Reputation: 303244
Summary: Is there a faster way to hash objects than JSON.stringify
?
Details: I have a Ruby and JavaScript library (NeatJSON) that provides pretty-printing of JavaScript values. I recently fixed a problem where deeply-nested objects caused O(n!) performance (n being the nesting level) using memoization based on the object being serialized and the indentation amount.
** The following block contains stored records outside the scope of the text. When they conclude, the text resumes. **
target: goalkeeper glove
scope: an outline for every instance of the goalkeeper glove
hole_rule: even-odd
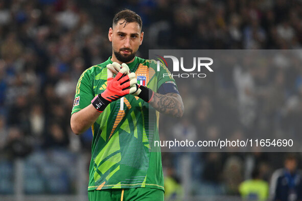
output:
[[[127,66],[128,67],[128,66]],[[91,104],[97,110],[102,112],[111,102],[132,93],[136,90],[135,84],[137,82],[135,73],[126,75],[129,68],[121,69],[113,78],[113,73],[107,69],[107,87],[105,91],[99,94],[91,100]]]
[[[122,65],[121,65],[118,63],[113,62],[112,64],[107,65],[107,68],[114,74],[117,73],[118,71],[120,70],[121,69],[127,68],[129,69],[128,65],[124,63],[122,63]],[[126,74],[129,74],[130,70],[127,70],[126,73]],[[131,73],[133,73],[133,72],[131,72]],[[148,87],[138,85],[137,84],[135,84],[135,91],[133,93],[130,92],[130,94],[134,96],[138,96],[147,103],[150,102],[153,97],[154,92]]]

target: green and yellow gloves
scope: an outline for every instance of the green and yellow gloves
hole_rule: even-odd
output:
[[[121,65],[118,63],[113,62],[112,64],[107,65],[107,69],[109,69],[111,73],[115,74],[118,74],[118,72],[123,69],[127,69],[128,70],[126,72],[126,74],[129,75],[134,73],[134,72],[130,72],[129,67],[126,64],[124,63]],[[133,95],[138,96],[147,103],[150,102],[153,97],[154,92],[148,87],[143,85],[138,85],[137,83],[135,83],[135,90],[134,92],[130,92],[129,93]]]
[[[106,90],[91,100],[94,107],[100,112],[103,112],[111,102],[125,95],[135,93],[137,90],[135,85],[137,82],[135,74],[134,72],[129,73],[130,70],[128,66],[126,65],[125,67],[120,68],[118,71],[112,72],[110,70],[112,65],[107,65]],[[110,67],[108,67],[108,66]],[[113,78],[114,72],[116,72],[117,76]]]

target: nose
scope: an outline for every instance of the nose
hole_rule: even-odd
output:
[[[130,48],[130,37],[126,37],[125,39],[124,47],[126,48]]]

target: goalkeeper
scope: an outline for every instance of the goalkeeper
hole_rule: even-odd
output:
[[[135,57],[142,26],[133,11],[117,13],[112,56],[85,70],[76,86],[72,129],[91,127],[94,135],[89,200],[164,200],[161,154],[151,151],[152,142],[159,140],[158,112],[180,117],[183,105],[175,80],[162,76],[167,68]]]

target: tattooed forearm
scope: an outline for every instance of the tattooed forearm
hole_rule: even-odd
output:
[[[181,117],[183,114],[183,104],[179,94],[169,93],[162,95],[154,93],[151,105],[159,112]]]

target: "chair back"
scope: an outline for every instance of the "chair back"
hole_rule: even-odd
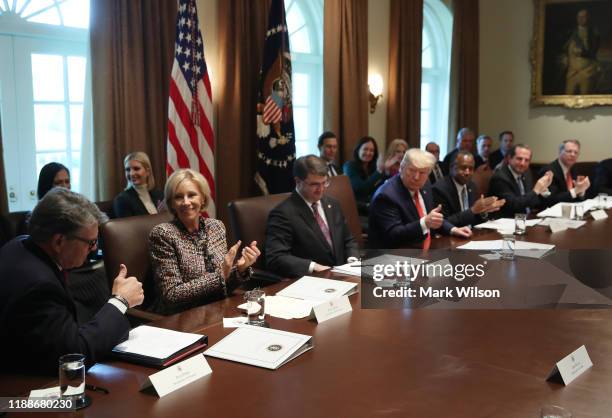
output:
[[[104,241],[104,266],[109,289],[119,272],[119,265],[125,264],[128,276],[135,276],[142,283],[146,308],[155,298],[153,272],[149,259],[149,233],[157,224],[168,222],[172,214],[162,212],[156,215],[131,216],[112,219],[102,225],[100,232]]]
[[[263,269],[265,256],[263,254],[266,238],[268,214],[279,203],[289,197],[290,193],[279,193],[268,196],[249,197],[230,202],[228,205],[232,232],[243,244],[257,241],[257,247],[262,252],[254,267]],[[231,243],[228,243],[231,245]]]
[[[364,247],[361,221],[359,220],[359,213],[357,212],[357,201],[355,200],[355,194],[351,182],[347,176],[334,176],[331,178],[330,185],[325,191],[327,196],[333,197],[340,202],[342,207],[342,213],[346,219],[351,234],[357,240],[359,248]]]

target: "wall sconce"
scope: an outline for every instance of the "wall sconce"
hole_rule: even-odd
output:
[[[382,98],[382,87],[382,76],[380,74],[370,74],[368,77],[370,113],[374,113],[378,101]]]

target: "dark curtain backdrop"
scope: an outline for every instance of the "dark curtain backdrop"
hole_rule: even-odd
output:
[[[227,204],[258,195],[256,105],[270,0],[220,1],[217,98],[217,217],[228,223]]]
[[[391,0],[387,138],[420,145],[423,0]]]
[[[368,135],[368,0],[326,0],[323,31],[323,126],[346,161]]]
[[[462,127],[478,133],[478,0],[453,0],[452,12],[449,149],[455,147],[457,132]]]
[[[163,188],[176,12],[174,0],[91,1],[97,200],[125,187],[123,158],[132,151],[149,155]]]

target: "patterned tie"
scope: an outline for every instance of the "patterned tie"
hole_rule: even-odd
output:
[[[574,179],[572,179],[572,173],[567,170],[567,174],[565,175],[565,184],[567,185],[567,190],[572,190],[574,188]]]
[[[421,219],[423,216],[425,216],[425,211],[423,210],[423,207],[421,206],[421,202],[419,200],[419,192],[414,192],[414,206],[416,206],[417,208],[417,213],[419,214],[419,219]],[[423,249],[424,250],[428,250],[429,247],[431,246],[431,234],[428,233],[425,236],[425,240],[423,241]]]
[[[325,221],[319,214],[318,206],[319,206],[319,202],[314,202],[312,204],[312,213],[315,217],[315,220],[319,224],[319,228],[321,228],[321,232],[323,232],[323,236],[325,237],[325,240],[327,241],[327,243],[329,244],[329,247],[333,251],[334,246],[332,245],[331,235],[329,234],[329,228],[327,227],[327,225],[325,224]]]

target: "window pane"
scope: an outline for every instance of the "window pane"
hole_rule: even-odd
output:
[[[308,92],[310,91],[310,77],[304,73],[293,74],[293,105],[308,106]]]
[[[295,127],[295,139],[308,140],[310,138],[310,132],[308,129],[308,109],[294,107],[293,108],[293,126]]]
[[[66,148],[66,114],[63,105],[34,105],[36,151]]]
[[[89,27],[89,0],[67,0],[60,5],[60,12],[65,26]]]
[[[71,102],[83,102],[86,63],[85,57],[68,57],[68,95]]]
[[[73,150],[81,149],[83,140],[83,105],[70,106],[70,144]]]
[[[429,109],[430,107],[430,94],[431,94],[431,86],[429,83],[421,84],[421,109]]]
[[[429,136],[431,126],[429,124],[429,111],[421,110],[421,136]]]
[[[60,55],[32,54],[35,101],[64,100],[64,65]]]
[[[306,27],[303,27],[299,31],[293,33],[291,35],[289,44],[292,51],[310,54],[310,38],[308,37]]]

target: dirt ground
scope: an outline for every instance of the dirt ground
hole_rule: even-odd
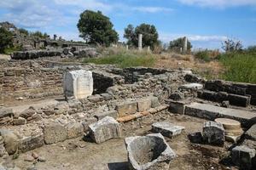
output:
[[[172,161],[170,170],[209,170],[236,169],[219,163],[228,155],[228,146],[211,146],[191,144],[187,135],[202,128],[205,120],[187,116],[173,115],[169,112],[148,116],[140,120],[122,124],[123,138],[110,139],[96,144],[90,139],[82,138],[66,140],[63,143],[44,145],[34,150],[20,154],[15,160],[9,157],[8,163],[15,163],[21,169],[38,170],[126,170],[128,169],[127,153],[124,139],[134,135],[150,133],[151,125],[156,122],[169,122],[185,127],[184,132],[173,139],[166,138],[177,157]],[[46,159],[45,162],[31,162],[24,159],[34,151]],[[34,163],[34,164],[33,164]],[[32,168],[35,167],[35,168]]]

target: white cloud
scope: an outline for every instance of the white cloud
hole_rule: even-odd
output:
[[[163,7],[133,7],[132,10],[145,12],[145,13],[158,13],[158,12],[172,12],[172,8],[163,8]]]
[[[211,8],[228,8],[236,6],[256,5],[255,0],[177,0],[188,5]]]
[[[160,39],[165,42],[169,42],[172,40],[187,37],[191,42],[222,42],[226,40],[228,37],[225,36],[203,36],[203,35],[188,35],[188,34],[168,34],[168,33],[160,33]]]

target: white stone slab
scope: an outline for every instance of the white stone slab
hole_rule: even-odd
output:
[[[72,71],[64,75],[64,94],[66,97],[83,99],[93,93],[92,72],[90,71]]]
[[[203,88],[203,85],[200,84],[200,83],[189,83],[189,84],[183,84],[182,86],[180,86],[181,88],[185,88],[185,89],[202,89]]]

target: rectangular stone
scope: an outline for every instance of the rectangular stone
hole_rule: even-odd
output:
[[[251,96],[242,96],[242,95],[230,94],[228,99],[230,105],[242,106],[242,107],[248,106],[251,102]]]
[[[184,127],[176,126],[170,122],[156,122],[152,125],[152,131],[154,133],[160,133],[162,135],[172,138],[182,133],[185,129]]]
[[[143,99],[137,101],[137,110],[146,111],[151,108],[151,99]]]
[[[170,105],[169,110],[172,113],[177,113],[177,114],[181,114],[181,115],[184,114],[185,105],[186,105],[185,101],[170,100],[169,105]]]
[[[84,70],[66,72],[64,75],[64,94],[67,98],[83,99],[93,93],[91,71]]]
[[[185,105],[185,115],[214,121],[218,117],[230,118],[245,125],[255,113],[242,110],[218,107],[209,104],[192,103]]]
[[[128,101],[116,106],[116,110],[119,113],[119,116],[125,116],[137,112],[137,101]]]
[[[111,116],[111,117],[116,119],[116,118],[118,118],[119,114],[118,114],[117,110],[109,110],[109,111],[96,113],[94,116],[96,118],[97,118],[98,120],[101,120],[101,119],[104,118],[105,116]]]

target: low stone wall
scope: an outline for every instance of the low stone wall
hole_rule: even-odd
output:
[[[0,100],[40,98],[63,94],[63,70],[6,68],[0,70]]]
[[[222,80],[207,81],[205,88],[214,92],[227,92],[238,95],[250,95],[251,105],[256,105],[256,84]]]

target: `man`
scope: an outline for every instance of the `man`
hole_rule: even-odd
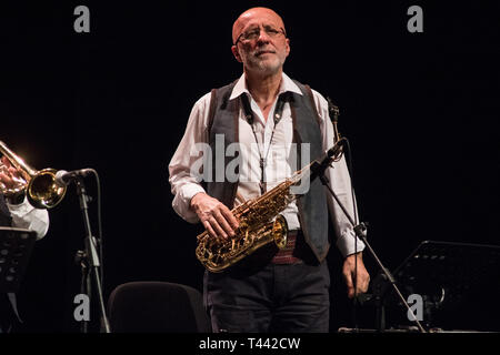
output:
[[[24,193],[4,196],[2,192],[19,186],[21,176],[6,156],[0,160],[0,226],[37,232],[40,240],[49,230],[49,213],[29,204]],[[9,333],[19,321],[14,294],[0,293],[0,333]]]
[[[201,222],[211,237],[226,239],[234,235],[239,223],[231,209],[290,176],[293,150],[299,143],[308,144],[311,159],[333,144],[327,101],[282,71],[290,53],[282,19],[267,8],[247,10],[233,24],[232,40],[231,50],[243,64],[243,74],[194,104],[169,165],[177,213],[188,222]],[[240,166],[236,183],[224,176],[223,182],[202,184],[192,172],[199,159],[192,150],[199,143],[216,148],[216,166],[220,136],[226,146],[238,143],[246,148],[241,154],[248,164]],[[223,161],[222,168],[228,171],[229,159]],[[327,170],[330,184],[352,214],[354,203],[346,162],[342,159],[333,166]],[[216,175],[218,170],[212,169]],[[206,272],[204,302],[213,331],[329,331],[327,205],[338,235],[337,245],[346,256],[342,272],[348,295],[367,291],[369,275],[361,255],[364,245],[354,242],[352,226],[316,179],[302,197],[281,212],[290,230],[283,250],[268,245],[222,273]]]

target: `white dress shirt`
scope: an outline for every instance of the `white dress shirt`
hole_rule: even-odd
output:
[[[34,209],[28,200],[20,204],[7,203],[12,216],[12,226],[37,232],[37,240],[42,239],[49,231],[49,213],[47,210]]]
[[[283,73],[279,94],[287,91],[302,95],[299,87]],[[253,129],[256,135],[240,105],[238,139],[239,144],[244,149],[240,151],[242,154],[242,164],[239,170],[238,194],[243,200],[249,200],[260,195],[260,181],[262,175],[260,168],[261,156],[267,158],[267,164],[264,166],[267,191],[281,183],[284,179],[290,178],[299,168],[296,166],[294,155],[290,154],[290,150],[294,149],[292,145],[293,125],[290,105],[288,103],[284,104],[281,119],[274,126],[273,114],[278,98],[274,100],[269,116],[266,120],[259,105],[247,89],[244,74],[236,83],[229,100],[239,100],[241,94],[246,94],[249,98],[254,116]],[[328,102],[317,91],[312,90],[312,94],[320,118],[322,149],[327,151],[333,145],[333,125],[329,119]],[[208,143],[207,128],[210,97],[210,93],[207,93],[196,102],[189,116],[184,135],[169,164],[169,182],[174,195],[172,206],[182,219],[190,223],[199,222],[198,215],[190,209],[191,199],[197,193],[206,192],[200,183],[197,182],[197,178],[191,172],[191,166],[193,166],[200,154],[196,149],[196,144]],[[258,142],[256,142],[256,136]],[[311,159],[317,159],[317,156],[311,156]],[[327,169],[326,174],[331,189],[336,192],[342,204],[344,204],[353,220],[354,203],[352,201],[351,182],[344,159],[342,158],[339,162],[333,163],[333,168]],[[354,245],[354,232],[349,220],[344,216],[326,187],[324,193],[327,193],[330,216],[338,236],[337,246],[340,252],[347,256],[353,254],[356,251],[362,251],[364,244],[360,240]],[[240,199],[237,199],[234,206],[242,202]],[[296,202],[291,202],[281,214],[286,217],[290,230],[300,229]],[[354,248],[354,246],[357,247]]]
In Ruby, the fix was really easy, because you can index hashes by arrays of unique sets of objects:
build = ->(object,indent) do
memoizer[[object,indent]] ||= <all the rest of the code>
end
In JavaScript, however, I can't index an object by another object (in a unique way). Following the lead of several articles I found online, I decide to fix the problem generically, using JSON.stringify
on the full set of arguments to the function to create a unique key for memoization:
function memoize(f){
var memo = {};
var slice = Array.prototype.slice;
return function(){
var args = slice.call(arguments);
var mkey = JSON.stringify(args);
if (!(mkey in memo)) memo[mkey] = f.apply(this,args);
return memo[mkey];
}
}
function rawBuild(o,indent){ .. }
var build = memoize(rawBuild);
This works, but (a) it's a little slower than I'd like, and (b) it seems wildly inefficient (and inelegant) to perform (naive) serialization of every object and value that I'm about to serialize smartly. The act of serializing a large object with many values is going to store a string and formatting result for EVERY unique value (not just leaf values) in the entire object.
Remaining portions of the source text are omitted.